Una bottega sempre più cara. Quasi da aspettarsi che, soltanto per avvicinarsi e provare ad impostare trattative di calciomercato, servano almeno 10 milioni di euro. Perché se un calciatore diventa del Sassuolo e, nel corso della sua permanenza i neroverde dovesse anche soltanto esserci il sentore di avere a che fare con un giocatore i grado di giocare in un club di alta classifica, portarlo via da Reggio Emilia si trasforma in una missione quasi impossibile. A meno che non si scelga di vedersi prosciugare il portafoglio dalle richieste elevatissime dell’amministratore delegato neroverde, Giovanni Carnevali.

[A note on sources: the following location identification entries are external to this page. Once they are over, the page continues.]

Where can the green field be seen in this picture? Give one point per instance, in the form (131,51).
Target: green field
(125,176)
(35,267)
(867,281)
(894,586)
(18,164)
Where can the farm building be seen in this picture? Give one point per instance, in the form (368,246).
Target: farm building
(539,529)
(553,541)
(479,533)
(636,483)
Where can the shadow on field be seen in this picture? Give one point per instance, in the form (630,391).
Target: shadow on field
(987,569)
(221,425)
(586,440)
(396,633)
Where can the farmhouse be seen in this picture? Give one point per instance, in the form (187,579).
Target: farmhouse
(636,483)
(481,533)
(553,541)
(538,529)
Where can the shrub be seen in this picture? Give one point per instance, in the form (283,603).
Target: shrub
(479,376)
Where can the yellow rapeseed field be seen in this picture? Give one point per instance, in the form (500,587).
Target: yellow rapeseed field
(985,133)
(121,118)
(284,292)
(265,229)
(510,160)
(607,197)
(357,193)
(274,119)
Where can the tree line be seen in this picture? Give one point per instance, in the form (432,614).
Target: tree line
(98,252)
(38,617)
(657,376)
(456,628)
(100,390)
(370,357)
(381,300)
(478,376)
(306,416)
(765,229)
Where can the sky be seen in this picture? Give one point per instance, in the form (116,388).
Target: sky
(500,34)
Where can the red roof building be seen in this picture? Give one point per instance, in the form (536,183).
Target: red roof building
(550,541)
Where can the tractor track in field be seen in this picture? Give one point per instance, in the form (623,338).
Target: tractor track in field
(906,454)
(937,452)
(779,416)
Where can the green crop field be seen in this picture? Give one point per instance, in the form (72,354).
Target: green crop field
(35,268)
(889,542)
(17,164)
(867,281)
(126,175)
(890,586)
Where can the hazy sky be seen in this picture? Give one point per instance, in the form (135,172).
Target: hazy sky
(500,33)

La tattica dell’ad del Sassuolo è chiara: far strapagare gli elementi più interessanti della rosa – tra richieste economiche e contropartite – per reinvestire su giovani promettenti da far crescere in casa e rivendere al miglior offerente dopo un paio di stagioni. Un meccanismo collaudato, reso possibile grazie alle voci che da anni dipingono il Sassuolo come fucina di talenti pronti a garantire un futuro brillante al calcio italiano, nonostante il club navighi quasi costantemente a metà classifica.

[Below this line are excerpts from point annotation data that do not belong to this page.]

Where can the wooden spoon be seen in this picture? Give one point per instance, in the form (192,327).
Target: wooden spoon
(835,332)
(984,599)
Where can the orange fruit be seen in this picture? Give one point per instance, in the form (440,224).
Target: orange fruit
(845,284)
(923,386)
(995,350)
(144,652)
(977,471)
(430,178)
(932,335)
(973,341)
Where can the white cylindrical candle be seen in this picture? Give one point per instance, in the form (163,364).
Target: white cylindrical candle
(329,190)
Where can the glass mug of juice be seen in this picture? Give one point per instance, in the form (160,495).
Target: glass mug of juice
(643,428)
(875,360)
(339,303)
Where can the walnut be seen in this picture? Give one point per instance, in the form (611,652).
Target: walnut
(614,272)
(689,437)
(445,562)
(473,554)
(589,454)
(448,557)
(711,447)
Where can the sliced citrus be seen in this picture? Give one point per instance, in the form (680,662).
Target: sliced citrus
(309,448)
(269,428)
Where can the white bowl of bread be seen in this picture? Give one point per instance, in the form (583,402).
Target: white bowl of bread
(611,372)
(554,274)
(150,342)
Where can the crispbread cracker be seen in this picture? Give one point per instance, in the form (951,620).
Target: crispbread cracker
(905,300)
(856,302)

Adesso però l’ingranaggio sembra essersi inceppato. Nonostante diversi giocatori della rosa di Dionisi siano al centro di alcune trattative di mercato, nessuno sembra destinato a lasciare l’Emilia in tempi brevi a causa dei prezzi altissimi fissati dal club. Una strategia che però rischia di ritorcersi contro il Sassuolo: se i neroverdi infatti contavano di incassare un tesoretto entro fine agosto, il rischio di rimanere a bocca asciutta sta iniziando a diventare concreto. Queste le situazioni più spinose.

Gianluca Scamacca

GIANLUCA SCAMACCA
ANSA | Gianluca Scamacca in azione con la maglia del Sassuolo

Cercato da inizio mercato da Paris Saint-Germain e West Ham ma ancora saldamente al Sassuolo. Carnevali per il suo cartellino è arrivato a chiedere 50 milioni di euro. Una cifra che, durante l’attuale sessione, probabilmente non offrirà nessuno. I parigini non intendono spingersi oltre i 40 milioni di euro bonus inclusi ed offrono al giocatore un ingaggio più alto rispetto agli inglesi. Senza uno sconto sul prezzo del suo cartellino però, Scamacca rischia di dover trascorrere un’altra stagione a guardare la Champions League in televisione.

Davide Frattesi

ANSA | Davide Frattesi esulta dopo aver realizzato un gol con la maglia del Sassuolo

Ad inizio mercato il centrocampista era il primo obiettivo per il centrocampo della Roma. Tiago Pinto si era mosso abilmente, mettendo sul piatto un’offerta vantaggiosa per entrambe le parti anche alla luce del 30% di sconto sul cartellino che spetta ai giallorossi. Un dettaglio che ha fatto magicamente lievitare la valutazione di Frattesi a 35 milioni di euro. La mossa di Carnevali ha indispettito i vertici di Trigoria che, per ora, sembrano aver abbandonato la trattativa. Nel frattempo infatti la Roma ha preso Dybala e per Mourinho al momento ci sono altre priorità. Soltanto se dovesse partire uno tra Veretout e Cristante, Pinto potrebbe tornare a ragionare sull’ipotesi Frattesi. Il giocatore, che sperava di tornare nella Capitale, al momento è deluso e spera ancora che la trattativa possa riaprirsi prima di settembre.

Domenico Berardi

ANSA | Il capitano del Sassuolo Domenico Berardi

Dopo una vita nel Sassuolo Berardi si sente finalmente pronto per fare il grande passo, uscendo dalla sua comfort zone e mettendosi in gioco in un club più ambizioso. Più facile a dirsi che a farsi. Anche in questo caso le richieste dei neroverdi superano i 35 milioni: un prezzo fuori mercato che rischia di condannare l’attaccante ad una permanenza forzata. Non proprio il trattamento che Berardi si sarebbe aspettato dopo una vita passata in maglia neroverde.